Le temps s'est arrêté pour elle en mars 1983, dans cette supposée trahison de l'idéal socialiste. Alors, durant plus de trente ans, elle a continué de réclamer inlassablement la mise en oeuvre d'une "autre politique", ruminant les mêmes regrets, ressassant les mêmes arguments, rabâchant les mêmes critiques. Elle s'est trouvé, au fil du temps, de nouveaux adversaires (d'abord le franc fort, M. Trichet, puis la BCE, le libéralisme bruxellois, l'austérité allemande...), mais aussi des héros improbables et lointains (Hugo Chavez au Venezuela, Cristina Kirchner en Argentine). En écoutant le discours du Bourget, en entendant le candidat Hollande déclarer la guerre à la finance et à l'austérité, cette gauche utopiste et grisonnante s'était remise à espérer. Et à croire dans la réalisation de son rêve de jeunesse et dans la mise en oeuvre, enfin, de cette "autre politique".

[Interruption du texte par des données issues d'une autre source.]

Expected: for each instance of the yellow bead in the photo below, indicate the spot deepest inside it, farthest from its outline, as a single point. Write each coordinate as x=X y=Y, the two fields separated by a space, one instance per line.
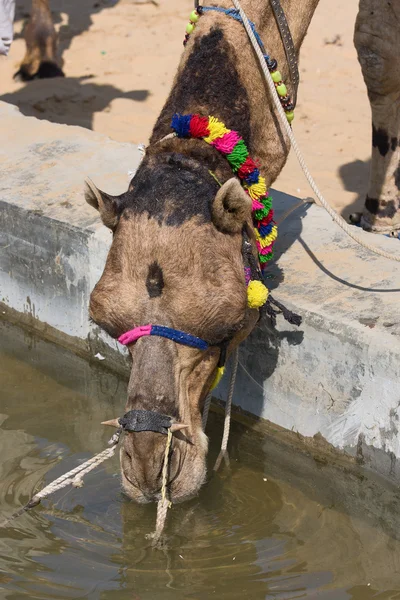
x=276 y=76
x=257 y=294
x=290 y=116
x=281 y=89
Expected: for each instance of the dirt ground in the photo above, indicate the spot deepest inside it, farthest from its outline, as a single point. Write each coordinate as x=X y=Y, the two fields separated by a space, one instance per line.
x=120 y=58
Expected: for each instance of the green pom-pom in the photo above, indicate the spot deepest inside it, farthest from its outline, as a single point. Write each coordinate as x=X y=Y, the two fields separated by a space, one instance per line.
x=238 y=155
x=260 y=213
x=290 y=116
x=281 y=89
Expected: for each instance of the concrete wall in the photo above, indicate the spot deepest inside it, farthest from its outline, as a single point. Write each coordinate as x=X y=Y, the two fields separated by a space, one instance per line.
x=337 y=375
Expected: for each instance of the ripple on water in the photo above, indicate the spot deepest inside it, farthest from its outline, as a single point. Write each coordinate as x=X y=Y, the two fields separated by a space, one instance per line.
x=272 y=526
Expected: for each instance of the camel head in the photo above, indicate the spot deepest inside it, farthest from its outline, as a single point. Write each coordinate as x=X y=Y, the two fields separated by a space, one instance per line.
x=176 y=262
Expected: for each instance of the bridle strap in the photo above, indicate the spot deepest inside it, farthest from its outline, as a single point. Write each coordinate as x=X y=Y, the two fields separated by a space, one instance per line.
x=145 y=420
x=180 y=337
x=288 y=46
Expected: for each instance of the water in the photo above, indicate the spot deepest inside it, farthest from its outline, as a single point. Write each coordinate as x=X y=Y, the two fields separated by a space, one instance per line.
x=277 y=525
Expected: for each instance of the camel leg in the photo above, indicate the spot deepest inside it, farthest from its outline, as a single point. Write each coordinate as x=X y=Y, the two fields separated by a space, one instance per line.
x=377 y=40
x=41 y=45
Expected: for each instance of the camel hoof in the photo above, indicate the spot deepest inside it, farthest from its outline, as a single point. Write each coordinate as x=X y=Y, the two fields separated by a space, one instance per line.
x=355 y=218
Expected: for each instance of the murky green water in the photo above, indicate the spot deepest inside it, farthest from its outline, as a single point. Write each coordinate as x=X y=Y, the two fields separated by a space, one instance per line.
x=276 y=525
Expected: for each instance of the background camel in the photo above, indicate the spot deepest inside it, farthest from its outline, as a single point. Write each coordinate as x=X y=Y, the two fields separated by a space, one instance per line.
x=376 y=39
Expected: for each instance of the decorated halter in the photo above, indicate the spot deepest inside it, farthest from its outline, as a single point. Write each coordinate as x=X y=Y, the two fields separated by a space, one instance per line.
x=230 y=144
x=180 y=337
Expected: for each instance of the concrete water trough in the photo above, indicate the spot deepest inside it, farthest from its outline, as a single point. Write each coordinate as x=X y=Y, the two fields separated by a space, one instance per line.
x=334 y=379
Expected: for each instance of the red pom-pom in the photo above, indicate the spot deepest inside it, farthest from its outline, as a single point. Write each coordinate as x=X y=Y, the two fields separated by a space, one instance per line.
x=199 y=126
x=266 y=220
x=247 y=167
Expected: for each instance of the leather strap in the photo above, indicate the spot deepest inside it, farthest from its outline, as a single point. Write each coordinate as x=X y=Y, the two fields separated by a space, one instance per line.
x=145 y=420
x=288 y=46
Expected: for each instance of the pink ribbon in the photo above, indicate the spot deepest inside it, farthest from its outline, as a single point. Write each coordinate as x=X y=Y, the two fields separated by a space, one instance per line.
x=134 y=334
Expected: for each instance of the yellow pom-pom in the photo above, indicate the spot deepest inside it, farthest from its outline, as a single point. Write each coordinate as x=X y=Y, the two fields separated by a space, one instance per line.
x=256 y=190
x=218 y=377
x=257 y=294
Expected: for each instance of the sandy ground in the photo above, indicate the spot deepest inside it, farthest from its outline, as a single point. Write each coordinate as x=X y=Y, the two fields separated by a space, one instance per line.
x=120 y=58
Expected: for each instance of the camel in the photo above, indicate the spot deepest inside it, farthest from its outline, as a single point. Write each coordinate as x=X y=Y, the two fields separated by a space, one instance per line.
x=176 y=269
x=376 y=38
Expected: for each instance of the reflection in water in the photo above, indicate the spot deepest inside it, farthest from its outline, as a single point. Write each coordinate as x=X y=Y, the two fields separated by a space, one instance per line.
x=274 y=526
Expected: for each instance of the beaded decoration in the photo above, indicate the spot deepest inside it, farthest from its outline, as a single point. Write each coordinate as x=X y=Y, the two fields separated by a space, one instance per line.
x=232 y=146
x=272 y=64
x=180 y=337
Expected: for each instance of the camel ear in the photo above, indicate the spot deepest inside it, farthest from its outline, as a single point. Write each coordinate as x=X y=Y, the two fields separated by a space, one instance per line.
x=231 y=207
x=109 y=207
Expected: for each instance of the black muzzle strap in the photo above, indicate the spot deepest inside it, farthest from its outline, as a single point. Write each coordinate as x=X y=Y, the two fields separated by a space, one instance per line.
x=145 y=420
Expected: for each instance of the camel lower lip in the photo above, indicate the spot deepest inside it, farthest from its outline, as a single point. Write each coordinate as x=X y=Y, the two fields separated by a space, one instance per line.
x=139 y=496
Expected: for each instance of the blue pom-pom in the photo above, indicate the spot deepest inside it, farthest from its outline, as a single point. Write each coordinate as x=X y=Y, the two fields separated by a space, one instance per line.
x=266 y=229
x=181 y=125
x=253 y=177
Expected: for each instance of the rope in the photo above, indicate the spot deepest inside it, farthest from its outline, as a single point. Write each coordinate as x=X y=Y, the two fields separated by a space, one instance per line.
x=337 y=218
x=73 y=477
x=165 y=467
x=164 y=504
x=206 y=409
x=162 y=510
x=228 y=409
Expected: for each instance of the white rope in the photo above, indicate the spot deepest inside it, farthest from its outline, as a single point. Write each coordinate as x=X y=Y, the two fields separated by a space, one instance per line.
x=228 y=410
x=162 y=511
x=286 y=126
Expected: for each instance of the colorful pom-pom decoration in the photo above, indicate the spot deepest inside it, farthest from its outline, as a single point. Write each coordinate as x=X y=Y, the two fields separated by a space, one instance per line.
x=190 y=27
x=218 y=376
x=257 y=294
x=272 y=64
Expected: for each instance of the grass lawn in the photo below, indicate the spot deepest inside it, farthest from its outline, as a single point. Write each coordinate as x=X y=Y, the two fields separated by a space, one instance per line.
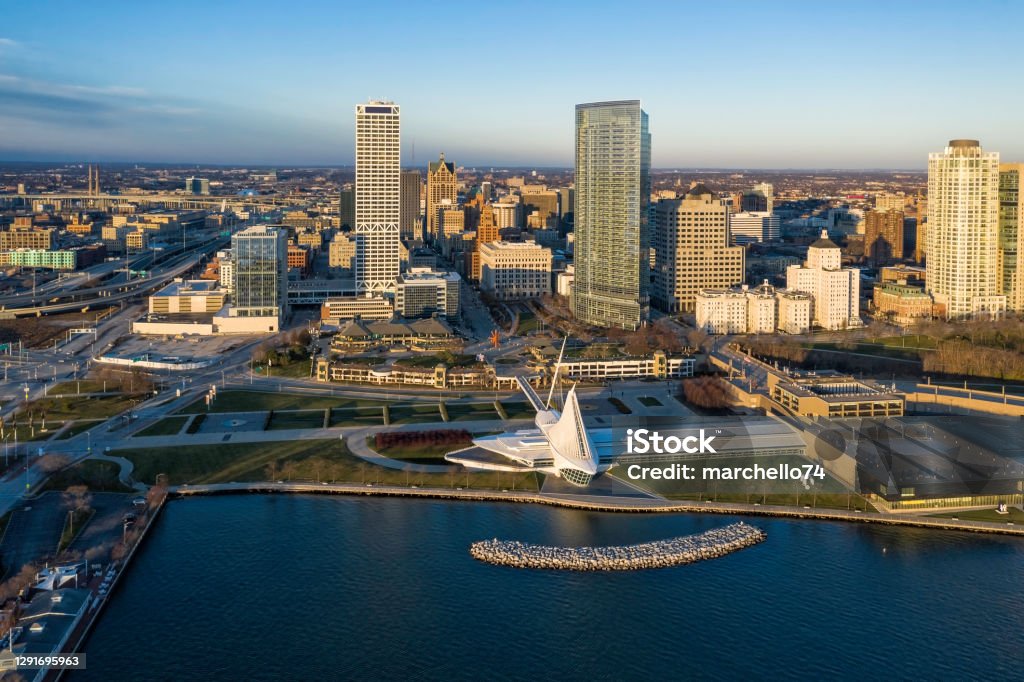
x=328 y=460
x=462 y=412
x=65 y=409
x=84 y=386
x=78 y=427
x=257 y=400
x=357 y=417
x=306 y=419
x=1015 y=515
x=416 y=413
x=98 y=475
x=169 y=426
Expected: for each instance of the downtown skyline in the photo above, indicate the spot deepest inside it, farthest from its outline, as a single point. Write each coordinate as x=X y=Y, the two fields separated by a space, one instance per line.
x=733 y=87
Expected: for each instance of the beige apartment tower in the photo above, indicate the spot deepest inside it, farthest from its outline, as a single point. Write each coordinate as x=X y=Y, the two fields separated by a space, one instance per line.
x=964 y=230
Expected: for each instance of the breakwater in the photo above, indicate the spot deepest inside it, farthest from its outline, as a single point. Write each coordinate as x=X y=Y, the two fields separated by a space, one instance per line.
x=657 y=554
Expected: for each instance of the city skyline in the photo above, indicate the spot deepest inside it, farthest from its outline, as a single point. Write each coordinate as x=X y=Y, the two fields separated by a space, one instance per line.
x=250 y=93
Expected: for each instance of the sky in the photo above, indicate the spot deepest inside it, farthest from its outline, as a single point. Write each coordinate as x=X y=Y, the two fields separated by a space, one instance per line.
x=726 y=84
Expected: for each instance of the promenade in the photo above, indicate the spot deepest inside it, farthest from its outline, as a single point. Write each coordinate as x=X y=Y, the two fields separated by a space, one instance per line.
x=600 y=503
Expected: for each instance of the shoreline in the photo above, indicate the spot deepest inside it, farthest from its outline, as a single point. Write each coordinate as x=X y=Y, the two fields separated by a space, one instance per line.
x=621 y=505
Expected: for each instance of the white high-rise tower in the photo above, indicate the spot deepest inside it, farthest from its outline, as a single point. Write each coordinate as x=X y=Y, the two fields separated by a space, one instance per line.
x=964 y=229
x=378 y=196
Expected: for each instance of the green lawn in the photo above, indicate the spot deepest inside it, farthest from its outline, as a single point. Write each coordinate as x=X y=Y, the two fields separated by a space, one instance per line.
x=518 y=409
x=1014 y=514
x=257 y=400
x=169 y=426
x=306 y=419
x=98 y=475
x=357 y=417
x=328 y=460
x=78 y=427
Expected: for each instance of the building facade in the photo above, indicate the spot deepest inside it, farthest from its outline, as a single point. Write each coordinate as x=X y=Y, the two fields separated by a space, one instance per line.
x=883 y=237
x=515 y=269
x=835 y=290
x=612 y=190
x=410 y=225
x=691 y=250
x=260 y=256
x=378 y=176
x=963 y=235
x=442 y=193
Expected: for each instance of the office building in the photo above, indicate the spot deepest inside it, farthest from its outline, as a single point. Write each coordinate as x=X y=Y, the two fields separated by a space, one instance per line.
x=612 y=190
x=835 y=290
x=883 y=237
x=486 y=231
x=442 y=193
x=691 y=250
x=753 y=226
x=341 y=252
x=1011 y=235
x=963 y=230
x=197 y=185
x=410 y=225
x=514 y=269
x=378 y=177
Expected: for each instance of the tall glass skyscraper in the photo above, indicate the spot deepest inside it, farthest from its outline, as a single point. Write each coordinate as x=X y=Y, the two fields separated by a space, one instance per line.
x=612 y=193
x=378 y=196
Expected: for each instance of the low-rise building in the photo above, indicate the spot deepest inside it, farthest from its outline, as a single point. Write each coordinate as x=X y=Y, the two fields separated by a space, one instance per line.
x=336 y=310
x=835 y=395
x=901 y=302
x=423 y=292
x=187 y=296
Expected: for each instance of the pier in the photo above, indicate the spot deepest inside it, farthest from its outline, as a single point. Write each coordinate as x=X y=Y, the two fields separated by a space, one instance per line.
x=658 y=554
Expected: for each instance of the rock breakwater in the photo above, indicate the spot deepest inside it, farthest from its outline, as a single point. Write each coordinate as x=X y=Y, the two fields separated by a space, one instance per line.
x=658 y=554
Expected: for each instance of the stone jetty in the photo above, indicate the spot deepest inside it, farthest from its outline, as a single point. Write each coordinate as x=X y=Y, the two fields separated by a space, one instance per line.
x=658 y=554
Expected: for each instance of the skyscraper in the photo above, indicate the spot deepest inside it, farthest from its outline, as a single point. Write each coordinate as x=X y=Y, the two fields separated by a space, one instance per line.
x=410 y=225
x=442 y=192
x=378 y=173
x=612 y=190
x=1012 y=235
x=963 y=229
x=260 y=257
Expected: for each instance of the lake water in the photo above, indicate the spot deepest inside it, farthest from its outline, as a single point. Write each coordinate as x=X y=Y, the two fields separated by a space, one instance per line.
x=317 y=587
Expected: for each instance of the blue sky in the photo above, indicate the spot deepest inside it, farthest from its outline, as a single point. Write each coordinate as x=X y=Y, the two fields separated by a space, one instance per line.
x=726 y=84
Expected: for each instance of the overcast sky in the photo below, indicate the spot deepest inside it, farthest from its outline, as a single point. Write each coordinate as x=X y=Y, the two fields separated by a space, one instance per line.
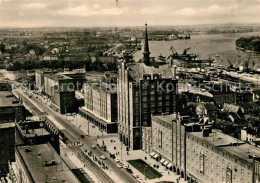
x=84 y=13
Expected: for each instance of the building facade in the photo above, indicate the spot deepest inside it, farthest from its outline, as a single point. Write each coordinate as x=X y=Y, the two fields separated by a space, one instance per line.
x=143 y=90
x=11 y=109
x=216 y=157
x=101 y=105
x=7 y=141
x=34 y=164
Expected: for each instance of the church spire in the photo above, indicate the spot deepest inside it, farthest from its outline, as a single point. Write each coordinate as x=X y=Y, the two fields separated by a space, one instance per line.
x=146 y=52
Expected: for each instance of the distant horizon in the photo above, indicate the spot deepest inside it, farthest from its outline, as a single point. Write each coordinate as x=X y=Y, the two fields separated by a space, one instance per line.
x=132 y=26
x=126 y=13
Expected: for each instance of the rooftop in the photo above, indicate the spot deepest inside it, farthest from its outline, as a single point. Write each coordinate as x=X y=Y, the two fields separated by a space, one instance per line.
x=8 y=99
x=35 y=132
x=35 y=159
x=7 y=125
x=230 y=144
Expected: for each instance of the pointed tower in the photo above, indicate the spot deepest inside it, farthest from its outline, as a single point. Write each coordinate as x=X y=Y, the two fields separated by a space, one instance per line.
x=146 y=52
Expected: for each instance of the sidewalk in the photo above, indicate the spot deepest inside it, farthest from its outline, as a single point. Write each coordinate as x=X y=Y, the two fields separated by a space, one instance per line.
x=167 y=175
x=73 y=162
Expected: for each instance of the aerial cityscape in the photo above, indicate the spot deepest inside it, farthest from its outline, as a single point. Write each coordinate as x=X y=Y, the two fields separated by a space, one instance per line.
x=129 y=91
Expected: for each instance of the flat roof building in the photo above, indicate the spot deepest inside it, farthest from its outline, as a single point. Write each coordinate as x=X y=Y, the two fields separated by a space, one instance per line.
x=11 y=109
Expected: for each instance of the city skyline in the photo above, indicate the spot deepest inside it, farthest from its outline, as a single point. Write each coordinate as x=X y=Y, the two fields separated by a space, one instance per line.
x=70 y=13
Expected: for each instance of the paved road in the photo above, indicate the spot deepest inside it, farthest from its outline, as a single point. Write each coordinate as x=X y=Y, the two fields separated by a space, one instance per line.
x=74 y=134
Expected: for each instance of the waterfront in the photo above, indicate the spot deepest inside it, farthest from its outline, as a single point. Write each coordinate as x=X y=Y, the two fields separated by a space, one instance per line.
x=221 y=47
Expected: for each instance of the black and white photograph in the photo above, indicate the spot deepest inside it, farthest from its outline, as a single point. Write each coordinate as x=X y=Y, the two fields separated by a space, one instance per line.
x=129 y=91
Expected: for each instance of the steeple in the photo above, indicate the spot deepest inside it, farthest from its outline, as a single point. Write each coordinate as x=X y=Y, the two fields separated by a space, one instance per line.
x=146 y=52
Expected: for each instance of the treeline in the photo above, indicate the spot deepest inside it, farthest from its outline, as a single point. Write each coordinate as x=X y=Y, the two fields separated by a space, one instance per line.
x=87 y=64
x=251 y=43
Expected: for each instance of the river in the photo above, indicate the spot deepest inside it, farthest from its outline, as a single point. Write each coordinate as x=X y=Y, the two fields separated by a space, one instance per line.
x=221 y=47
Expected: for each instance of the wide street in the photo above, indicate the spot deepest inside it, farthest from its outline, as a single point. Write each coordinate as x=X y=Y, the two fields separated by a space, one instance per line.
x=74 y=134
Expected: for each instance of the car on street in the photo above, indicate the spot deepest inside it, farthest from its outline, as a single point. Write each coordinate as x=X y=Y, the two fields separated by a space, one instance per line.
x=103 y=157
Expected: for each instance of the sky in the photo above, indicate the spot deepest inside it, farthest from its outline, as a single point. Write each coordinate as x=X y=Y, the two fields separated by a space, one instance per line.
x=89 y=13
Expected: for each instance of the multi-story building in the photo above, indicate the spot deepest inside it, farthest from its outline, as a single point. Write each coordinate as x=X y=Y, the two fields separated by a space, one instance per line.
x=11 y=109
x=60 y=87
x=39 y=78
x=37 y=132
x=147 y=140
x=61 y=90
x=39 y=163
x=143 y=90
x=216 y=157
x=7 y=141
x=101 y=105
x=169 y=140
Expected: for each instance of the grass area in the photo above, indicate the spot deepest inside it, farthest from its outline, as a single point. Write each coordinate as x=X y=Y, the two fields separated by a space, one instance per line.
x=145 y=169
x=80 y=176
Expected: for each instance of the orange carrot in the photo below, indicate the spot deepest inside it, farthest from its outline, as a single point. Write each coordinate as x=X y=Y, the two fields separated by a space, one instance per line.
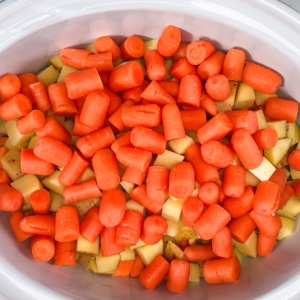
x=198 y=51
x=211 y=65
x=38 y=224
x=10 y=86
x=42 y=248
x=189 y=91
x=66 y=224
x=154 y=273
x=222 y=270
x=94 y=109
x=217 y=87
x=217 y=153
x=53 y=151
x=192 y=209
x=95 y=141
x=169 y=41
x=178 y=276
x=233 y=64
x=31 y=164
x=14 y=221
x=199 y=252
x=181 y=180
x=266 y=198
x=126 y=76
x=90 y=227
x=261 y=78
x=222 y=243
x=133 y=47
x=129 y=229
x=212 y=221
x=106 y=44
x=65 y=254
x=112 y=208
x=15 y=107
x=246 y=149
x=215 y=129
x=40 y=202
x=11 y=200
x=153 y=229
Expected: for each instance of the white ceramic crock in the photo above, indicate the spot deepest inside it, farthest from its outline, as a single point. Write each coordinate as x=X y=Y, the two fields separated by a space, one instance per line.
x=31 y=31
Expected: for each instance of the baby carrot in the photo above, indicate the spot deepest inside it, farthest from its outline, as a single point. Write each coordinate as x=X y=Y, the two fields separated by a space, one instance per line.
x=92 y=142
x=198 y=51
x=261 y=78
x=129 y=229
x=192 y=209
x=246 y=149
x=31 y=164
x=90 y=227
x=82 y=191
x=217 y=87
x=181 y=180
x=40 y=202
x=211 y=221
x=65 y=254
x=112 y=208
x=38 y=224
x=153 y=229
x=222 y=243
x=42 y=248
x=169 y=41
x=154 y=273
x=66 y=224
x=94 y=109
x=11 y=200
x=15 y=107
x=53 y=151
x=10 y=86
x=233 y=64
x=215 y=129
x=178 y=276
x=217 y=154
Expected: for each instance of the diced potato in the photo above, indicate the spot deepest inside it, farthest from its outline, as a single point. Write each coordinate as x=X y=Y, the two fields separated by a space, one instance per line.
x=172 y=251
x=168 y=159
x=275 y=154
x=249 y=247
x=172 y=209
x=11 y=163
x=264 y=171
x=148 y=252
x=128 y=254
x=286 y=229
x=48 y=75
x=279 y=126
x=251 y=179
x=245 y=97
x=52 y=183
x=86 y=247
x=261 y=98
x=227 y=104
x=179 y=146
x=262 y=123
x=56 y=62
x=151 y=44
x=194 y=272
x=66 y=70
x=26 y=185
x=133 y=205
x=14 y=135
x=107 y=264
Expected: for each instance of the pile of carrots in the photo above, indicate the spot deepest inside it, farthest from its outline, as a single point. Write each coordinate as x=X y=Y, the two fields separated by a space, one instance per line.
x=123 y=116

En voyant arriver Manuel Valls à Matignon, on peut comprendre aujourd'hui sa colère et sa détresse. Colère et détresse d'autant plus grandes que c'est désormais le Front national et Marine Le Pen qui incarnent et défendent le mieux cette politique économique prétendument alternative dont la principale caractéristique est d'abord de dire non à tout, notamment à la réalité et au mouvement : non à l'Europe, non à l'euro, non au libre-échange, non à la mondialisation, non à la BCE, au FMI, à l'OMC, non aux efforts de compétitivité, non à la baisse des charges des entreprises et aux réductions de dépenses publiques, non au pacte de responsabilité. L'"autre politique" a changé de camp, sautant sans états d'âme de la gauche radicale et archaïque à la droite extrême. Cela suffit à dire à quel point elle est, dans tous les sens du terme, très peu recommandable.